Separação de Poderes e Funções Típicas e Atípicas
A Constituição Federal de 1988 adota a separação de Poderes, inspirada na teoria de Montesquieu, com o sistema de freios e contrapesos (checks and balances). Embora cada Poder tenha funções típicas, também exerce funções atípicas:
- Executivo: administra e executa políticas públicas, podendo editar medidas provisórias e decretos autônomos, além de exercer funções de julgamento em órgãos como o CADE.
- Legislativo: legisla e fiscaliza, mas também administra internamente e julga, como no processo de impeachment.
- Judiciário: julga, mas também edita regimentos (legislação interna) e administra sua estrutura.
Além deles, existem órgãos autônomos como o Ministério Público, Defensoria Pública e Tribunais de Contas, independentes dos três Poderes, com autonomia funcional e orçamentária.
Autonomia e Orçamento
Defensorias e Tribunais elaboram suas propostas orçamentárias dentro dos limites da Lei de Diretrizes Orçamentárias (LDO). Se ultrapassarem esses limites ou perderem o prazo, o Executivo pode ajustá-las. No entanto, se estiverem dentro dos parâmetros, o Executivo não pode alterá-las, mesmo discordando. Qualquer violação representa desrespeito à autonomia institucional.
Fiscalização e Responsabilidade Fiscal
O Congresso Nacional fiscaliza a execução orçamentária da União, zelando pela legalidade e economicidade. A execução obrigatória de emendas individuais e de bancadas é essencial, embora questões técnicas possam impedir sua realização.
No campo fiscal, o artigo 167-A da Constituição prevê medidas de ajuste para Estados, DF e Municípios quando as despesas correntes superam 85% ou 95% das receitas correntes. Entre as restrições, estão a proibição de aumentos salariais, concessão de vantagens e necessidade de redução de cargos comissionados e exoneração de servidores não estáveis.

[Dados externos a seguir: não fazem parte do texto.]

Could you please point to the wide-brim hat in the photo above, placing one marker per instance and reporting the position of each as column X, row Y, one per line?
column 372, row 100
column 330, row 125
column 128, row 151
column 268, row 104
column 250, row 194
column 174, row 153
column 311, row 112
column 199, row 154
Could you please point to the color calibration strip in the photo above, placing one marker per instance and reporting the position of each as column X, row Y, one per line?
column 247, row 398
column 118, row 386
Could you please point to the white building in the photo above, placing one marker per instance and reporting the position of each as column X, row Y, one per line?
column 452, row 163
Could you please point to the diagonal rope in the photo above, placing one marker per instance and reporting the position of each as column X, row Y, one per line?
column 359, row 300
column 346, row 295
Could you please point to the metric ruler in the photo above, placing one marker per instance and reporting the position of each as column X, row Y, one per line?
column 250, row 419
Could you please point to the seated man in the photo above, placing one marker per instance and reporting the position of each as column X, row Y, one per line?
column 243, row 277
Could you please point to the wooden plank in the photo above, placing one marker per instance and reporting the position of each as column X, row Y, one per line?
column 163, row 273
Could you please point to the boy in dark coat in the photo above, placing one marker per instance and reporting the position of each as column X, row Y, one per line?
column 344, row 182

Papel dos Partidos Políticos
Os partidos políticos têm papel central na democracia, com autonomia para definir sua estrutura interna e regras de funcionamento, respeitando princípios como caráter nacional e proibição de recursos estrangeiros. A cláusula de barreira exige desempenho mínimo para acesso a recursos e tempo de propaganda.
O Princípio da Anterioridade Eleitoral (art. 16 da CF) impede que mudanças nas regras eleitorais valham para eleições realizadas até um ano após a promulgação da lei. Trata-se de cláusula pétrea. Um exemplo foi a Emenda Constitucional 123/2022 (PEC Kamikase), que criou benefícios em ano eleitoral e foi considerada inconstitucional pelo STF.

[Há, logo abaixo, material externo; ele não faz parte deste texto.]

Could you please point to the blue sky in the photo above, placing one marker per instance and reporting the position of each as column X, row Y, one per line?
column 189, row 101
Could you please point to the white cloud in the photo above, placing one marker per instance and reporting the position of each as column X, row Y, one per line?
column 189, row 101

Democracia Semidireta e Participação Popular
O Brasil adota um modelo semidireto ou misto, no qual o poder é exercido diretamente pelo povo ou por meio de representantes eleitos. Mecanismos como plebiscitos, referendos e iniciativa popular de lei fortalecem a participação. No caso de leis federais, é necessário apoio de 1% do eleitorado nacional.
Desafios da Governabilidade
A governabilidade no Brasil enfrenta três grandes desafios:
- Harmonizar a autonomia dos Poderes e órgãos autônomos sem comprometer a cooperação institucional.
- Garantir responsabilidade fiscal, cumprindo limites de despesa e metas estabelecidas.
- Promover a participação democrática, fortalecendo canais de diálogo entre governo e sociedade.
O constante equilíbrio entre prerrogativas institucionais e necessidade de cooperação é essencial para o funcionamento do Estado Democrático de Direito. A solução passa pelo respeito aos princípios constitucionais, pela eficiência na gestão pública e pela busca de consensos que assegurem o bem comum.